La delibera di giunta. Il contributo, per ora, vale per chi lavora nei comparti della sanità, della sicurezza, della difesa e del pronto soccorso, E non per chi fa smart working, sindacati delusi

TRENTO. Arriva il buono per pagare le baby sitter a domicilio: la giunta mette in campo 4,5 milioni di euro con l’obiettivo di tutelare l’occupazione femminile. Ma, perché c’è un ma, con un meccanismo che darà priorità alle situazioni in cui entrambe i genitori lavorano e, con le scuole ed i servizi chiusi, necessitano di un supporto per accudire i figli. La misura è però rivolta alle madri lavoratrici del settore privato e del settore pubblico limitatamente ai comparti sanità, sicurezza, difesa e soccorso pubblico. Quattro comparti e con la clasuola che si sia chiamati a lavorare fuori casa, visto che lo smart working non da diritto al beneficio. Il provvedimento, che ha durata fino al 31 luglio 2020, prevede un costo orario di 20 euro per famiglia con 1 figlio e 25 euro per 2 o più figli; l’onere a carico delle famiglie è pari al 10% del costo del servizio. L’intervento è inoltre cumulabile al contributo erogato dall’Inps di 600 euro riguardante il bonus baby sitter, in modo da ridurre il costo residuo in carico alle famiglie.

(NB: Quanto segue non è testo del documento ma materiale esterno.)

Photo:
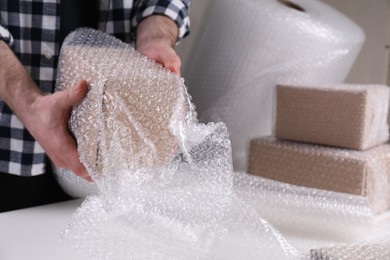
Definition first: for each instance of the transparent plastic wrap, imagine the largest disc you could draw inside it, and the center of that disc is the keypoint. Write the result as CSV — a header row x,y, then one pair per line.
x,y
247,47
164,182
369,250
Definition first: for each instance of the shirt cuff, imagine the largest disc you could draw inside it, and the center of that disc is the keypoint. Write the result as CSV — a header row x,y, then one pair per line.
x,y
177,10
5,35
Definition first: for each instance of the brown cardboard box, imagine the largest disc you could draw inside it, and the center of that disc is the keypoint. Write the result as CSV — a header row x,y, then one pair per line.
x,y
364,173
349,116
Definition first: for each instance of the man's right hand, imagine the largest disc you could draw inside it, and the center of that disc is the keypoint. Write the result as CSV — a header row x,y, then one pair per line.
x,y
48,123
45,116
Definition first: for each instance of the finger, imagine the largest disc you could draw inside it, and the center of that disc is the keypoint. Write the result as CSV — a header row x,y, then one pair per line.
x,y
73,95
171,61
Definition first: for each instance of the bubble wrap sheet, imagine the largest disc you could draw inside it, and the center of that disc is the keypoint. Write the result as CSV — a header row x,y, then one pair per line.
x,y
247,47
164,183
185,202
365,173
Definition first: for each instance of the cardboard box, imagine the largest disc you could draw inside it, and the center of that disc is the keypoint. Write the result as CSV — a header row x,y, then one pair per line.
x,y
364,173
349,116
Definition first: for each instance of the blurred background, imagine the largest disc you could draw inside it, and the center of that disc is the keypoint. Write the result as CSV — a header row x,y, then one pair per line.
x,y
372,65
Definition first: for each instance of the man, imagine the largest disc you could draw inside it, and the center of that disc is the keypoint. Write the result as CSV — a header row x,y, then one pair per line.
x,y
33,122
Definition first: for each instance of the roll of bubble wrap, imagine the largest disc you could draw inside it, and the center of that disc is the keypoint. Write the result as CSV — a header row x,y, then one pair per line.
x,y
246,47
175,204
370,250
348,116
365,173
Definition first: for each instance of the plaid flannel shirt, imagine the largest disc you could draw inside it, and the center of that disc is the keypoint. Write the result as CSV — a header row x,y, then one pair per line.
x,y
32,29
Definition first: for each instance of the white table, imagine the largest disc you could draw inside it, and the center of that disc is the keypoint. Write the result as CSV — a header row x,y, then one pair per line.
x,y
34,233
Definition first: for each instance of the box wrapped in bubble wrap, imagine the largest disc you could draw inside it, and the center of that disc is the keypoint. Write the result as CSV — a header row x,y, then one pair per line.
x,y
343,115
364,173
163,182
122,104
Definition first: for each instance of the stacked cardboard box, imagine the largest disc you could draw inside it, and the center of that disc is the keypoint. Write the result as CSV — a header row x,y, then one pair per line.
x,y
329,137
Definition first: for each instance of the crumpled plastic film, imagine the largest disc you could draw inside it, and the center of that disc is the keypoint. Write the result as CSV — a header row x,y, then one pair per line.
x,y
247,47
165,182
315,213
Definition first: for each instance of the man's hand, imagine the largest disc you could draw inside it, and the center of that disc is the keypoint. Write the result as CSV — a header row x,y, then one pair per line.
x,y
156,38
46,117
48,123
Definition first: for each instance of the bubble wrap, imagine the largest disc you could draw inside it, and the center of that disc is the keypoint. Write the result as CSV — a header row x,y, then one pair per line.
x,y
356,118
372,250
247,47
164,182
365,173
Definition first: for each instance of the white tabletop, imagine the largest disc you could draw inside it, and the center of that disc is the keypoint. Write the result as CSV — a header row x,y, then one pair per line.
x,y
34,233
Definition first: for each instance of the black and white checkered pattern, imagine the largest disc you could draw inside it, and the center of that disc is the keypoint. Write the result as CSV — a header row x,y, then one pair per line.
x,y
31,28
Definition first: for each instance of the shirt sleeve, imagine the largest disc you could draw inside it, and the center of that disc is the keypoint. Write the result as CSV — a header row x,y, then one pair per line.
x,y
177,10
5,35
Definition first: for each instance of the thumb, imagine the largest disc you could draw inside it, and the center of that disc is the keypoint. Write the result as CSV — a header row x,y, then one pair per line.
x,y
74,94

Con le novità introdotte dall’esecutivo le madri, se richiamate al lavoro fuori casa, potranno ottenere servizi di cura e custodia domiciliare per i propri figli, in attesa che possano essere riattivati almeno in parte i servizi di accompagnamento e cura dei minori in forma collettiva.

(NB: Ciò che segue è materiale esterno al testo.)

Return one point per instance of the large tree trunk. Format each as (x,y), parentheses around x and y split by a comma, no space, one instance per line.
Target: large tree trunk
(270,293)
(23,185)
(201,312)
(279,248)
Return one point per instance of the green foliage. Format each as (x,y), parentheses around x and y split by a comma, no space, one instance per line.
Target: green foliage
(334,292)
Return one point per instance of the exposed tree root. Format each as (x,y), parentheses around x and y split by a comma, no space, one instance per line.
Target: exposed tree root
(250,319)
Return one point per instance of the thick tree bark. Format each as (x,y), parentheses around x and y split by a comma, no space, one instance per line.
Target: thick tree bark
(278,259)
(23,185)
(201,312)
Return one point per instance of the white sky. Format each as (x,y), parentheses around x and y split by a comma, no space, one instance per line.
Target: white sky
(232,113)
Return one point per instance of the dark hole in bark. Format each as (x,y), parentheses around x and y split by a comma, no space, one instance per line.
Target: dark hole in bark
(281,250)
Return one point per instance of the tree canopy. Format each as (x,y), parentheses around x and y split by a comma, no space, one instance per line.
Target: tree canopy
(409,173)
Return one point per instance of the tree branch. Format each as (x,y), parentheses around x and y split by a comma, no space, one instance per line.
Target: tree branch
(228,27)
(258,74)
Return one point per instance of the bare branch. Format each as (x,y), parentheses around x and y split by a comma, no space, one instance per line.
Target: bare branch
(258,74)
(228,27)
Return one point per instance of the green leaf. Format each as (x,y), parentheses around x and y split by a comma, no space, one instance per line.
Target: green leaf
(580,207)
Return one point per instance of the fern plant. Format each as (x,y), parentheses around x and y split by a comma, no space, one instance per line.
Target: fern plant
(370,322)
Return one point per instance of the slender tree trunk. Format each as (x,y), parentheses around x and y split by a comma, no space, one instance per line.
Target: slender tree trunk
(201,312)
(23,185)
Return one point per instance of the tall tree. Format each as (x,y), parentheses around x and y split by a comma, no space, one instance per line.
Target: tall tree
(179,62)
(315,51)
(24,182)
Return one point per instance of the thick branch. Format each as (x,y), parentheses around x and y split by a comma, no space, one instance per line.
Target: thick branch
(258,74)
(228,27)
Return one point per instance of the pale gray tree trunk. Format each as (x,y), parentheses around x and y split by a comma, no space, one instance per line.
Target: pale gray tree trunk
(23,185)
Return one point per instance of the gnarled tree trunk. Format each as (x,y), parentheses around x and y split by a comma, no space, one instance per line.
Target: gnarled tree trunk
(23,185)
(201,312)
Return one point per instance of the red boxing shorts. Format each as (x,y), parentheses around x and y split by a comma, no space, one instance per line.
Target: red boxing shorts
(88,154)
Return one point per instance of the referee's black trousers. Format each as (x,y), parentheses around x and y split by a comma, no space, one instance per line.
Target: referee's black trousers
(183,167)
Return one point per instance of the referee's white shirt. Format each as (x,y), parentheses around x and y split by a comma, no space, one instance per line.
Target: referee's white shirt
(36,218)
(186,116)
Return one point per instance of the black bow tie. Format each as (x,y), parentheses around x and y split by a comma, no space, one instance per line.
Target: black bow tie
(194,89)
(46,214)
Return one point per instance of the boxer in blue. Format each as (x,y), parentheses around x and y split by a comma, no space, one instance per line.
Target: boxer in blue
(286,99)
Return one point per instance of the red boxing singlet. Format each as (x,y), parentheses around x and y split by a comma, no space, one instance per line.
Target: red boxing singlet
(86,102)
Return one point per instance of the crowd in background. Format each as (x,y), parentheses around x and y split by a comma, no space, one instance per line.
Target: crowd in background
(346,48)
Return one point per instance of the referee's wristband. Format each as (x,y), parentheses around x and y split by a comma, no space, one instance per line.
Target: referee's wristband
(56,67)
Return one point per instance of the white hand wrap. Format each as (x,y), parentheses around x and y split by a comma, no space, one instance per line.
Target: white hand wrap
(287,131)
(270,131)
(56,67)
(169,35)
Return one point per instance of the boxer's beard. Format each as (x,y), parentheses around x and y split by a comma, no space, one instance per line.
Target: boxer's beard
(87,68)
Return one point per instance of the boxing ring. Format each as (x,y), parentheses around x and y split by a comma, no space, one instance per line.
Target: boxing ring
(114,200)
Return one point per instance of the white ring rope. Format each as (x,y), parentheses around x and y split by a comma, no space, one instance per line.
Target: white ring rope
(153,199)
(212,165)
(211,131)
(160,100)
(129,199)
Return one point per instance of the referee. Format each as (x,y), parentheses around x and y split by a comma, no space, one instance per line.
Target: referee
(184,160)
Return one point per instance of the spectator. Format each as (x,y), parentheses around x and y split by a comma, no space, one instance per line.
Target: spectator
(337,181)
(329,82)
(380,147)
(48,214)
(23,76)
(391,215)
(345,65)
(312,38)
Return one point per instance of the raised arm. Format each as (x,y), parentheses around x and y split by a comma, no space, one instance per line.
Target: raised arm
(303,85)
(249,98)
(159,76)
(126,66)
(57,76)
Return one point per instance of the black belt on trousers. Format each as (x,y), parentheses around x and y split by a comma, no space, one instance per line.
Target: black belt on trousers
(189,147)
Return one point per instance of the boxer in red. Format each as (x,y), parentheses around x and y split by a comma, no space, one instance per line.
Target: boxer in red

Il come è stato pensato il bonus non va però a genio al sindacato: «Ci auguriamo si sia trattato solo di una svista» incalzano Cgil, Cisl e Uil». « Le lavoratrici e i lavoratori in smart working hanno gli stessi problemi di conciliazione di chi opera fuori casa. Non vederlo tradisce l’idea che lavorare da casa equivale a non lavorare o a lavorare meno. Non è così, anzi spesso è esattamente il contrario. Nelle prossime settimane moltissimi, invece, continuano ad essere impegnati nel lavoro agile, che non vuole dire meno lavoro. La proposta dell’assessora Segnana di attivare un migliaio di babysitter previo indicatore Icef e l’integrazione ai voucher nazionali è un primo passo, ma non è ancora sufficiente per dare risposte alle famiglie messe a dura prova da questa situazione. Resta irrisolta la questione dei bambini e dei ragazzi che hanno bisogni educativi speciali. Per loro e le loro famiglie vanno riattivate da subito delle proposte educative in presenza. Rischiamo che i passi avanti compiuti fino ad oggi da questi bambini e ragazzi vengano vanificati e l’emarginazione di questi soggetti e delle loro famiglie diventi enorme» E concludono: «A nostro modo di vedere vanno messe in campo sperimentazioni valorizzando il contributo anche delle cooperative sociali e del personale educativo».
Ma la scelta della giunta provinciale è motivata dall’assessore alla famiglia Stefania Segnana: «I buoni di servizio fanno riferimento agli enti accreditati. Questi enti possono contare su circa 1000 operatori, noi calcoliamo che quasi tutti daranno la propria disponibilità per andare a prestare servizio nelle abitazioni. Ecco che la misura del sevizio baby sitter aiuterà circa 900 famiglie non di più, visto che questo è il personale che si metterà a disposizione. Si sta anche pensando di fare dei corsi per creare delle figure in più con queste professionalità ma, ad oggi, sono quelle. Poi, dovendo muoverci su quel numero di addetti, ora andiamo ad aiutare chi non può fare lo smart working. Nell’ente pubblico, per esempio, quasi tutti hanno questa tipologia di lavoro: in questi primi mesi di ripartenza noi cerchiamo -chiosa Segnana -di andare ad aiutare le situazioni dove entrambi i genitori lavorano. Ricordiamo che i buoni di servizio sono nati come incentivazione al lavoro femminile. Per questa prima fase di attivazione del bonus ci rivolgiamo alle categorie che la possibilità di fare smart working non ce l’hanno».